Obviously Mary suspicioned me, but nevertheless, I clung to Timothy, though I wished fervently that I knew more about him; for I still met that other father occasionally, and he always stopped to compare notes about the boys. And the questions he asked were so intimate, how Timothy slept, how he woke up, how he fell off again, what we put in his bath. It is well that dogs and little boys have so much in common, for it was really of Porthos I told him; how he slept (peacefully), how he woke up (supposed to be subject to dreams), how he fell off again (with one little hand on his nose), but I glided past what we put in his bath (carbolic and a mop).
The man had not the least suspicion of me, and I thought it reasonable to hope that Mary would prove as generous. Yet was I straitened in my mind. For it might be that she was only biding her time to strike suddenly, and this attached me the more to Timothy, as if I feared she might soon snatch him from me. As was indeed to be the case.
VI. A Shock
It was on a May day, and I saw Mary accompany her husband as far as the first crossing, whence she waved him out of sight as if he had boarded an Atlantic-liner. All this time she wore the face of a woman happily married who meant to go straight home, there to await her lord's glorious return; and the military-looking gentleman watching her with a bored smile saw nothing better before him than a chapter on the Domestic Felicities.
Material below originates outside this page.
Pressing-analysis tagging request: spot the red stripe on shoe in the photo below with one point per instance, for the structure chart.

Oh, Mary, can you not provide me with the tiniest little plot?
Hallo!
No sooner was she hid from him than she changed into another woman; she was now become a calculating purposeful madam, who looked around her covertly and, having shrunk in size in order to appear less noticeable, set off nervously on some mysterious adventure.
“The deuce!” thought I, and followed her.
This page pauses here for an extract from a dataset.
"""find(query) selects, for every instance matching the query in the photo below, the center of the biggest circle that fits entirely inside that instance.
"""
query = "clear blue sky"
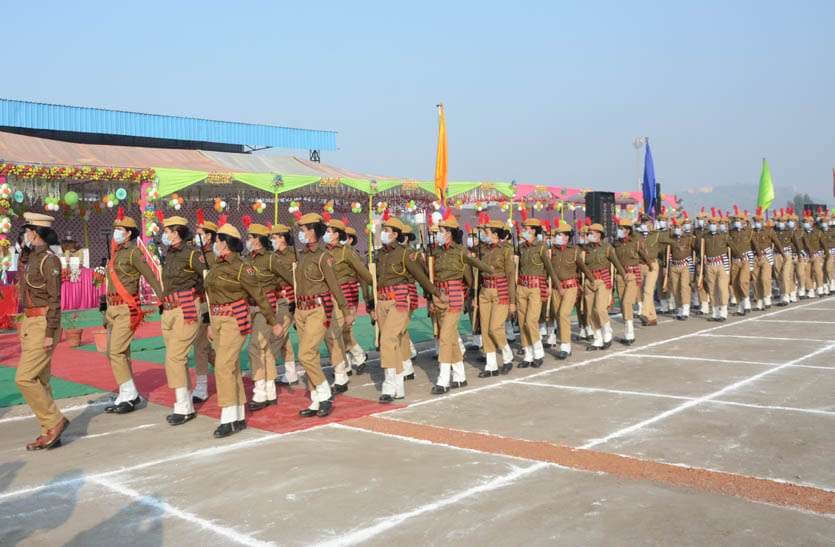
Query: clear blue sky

Like one anxious to keep an appointment, she frequently consulted her watch, looking long at it, as if it were one of those watches that do not give up their secret until you have made a mental calculation. Once she kissed it. I had always known that she was fond of her cheap little watch, which he gave her, I think, on the day I dropped the letter, but why kiss it in the street? Ah, and why then replace it so hurriedly in your leather-belt, Mary, as if it were guilt to you to kiss to-day, or any day, the watch your husband gave you?
It will be seen that I had made a very rapid journey from light thoughts to uneasiness. I wanted no plot by the time she reached her destination, a street of tawdry shops. She entered none of them, but paced slowly and shrinking from observation up and down the street, a very figure of shame; and never had I thought to read shame in the sweet face of Mary A——. Had I crossed to her and pronounced her name I think it would have felled her, and yet she remained there, waiting. I, too, was waiting for him, wondering if this was the man, or this, or this, and I believe I clutched my stick.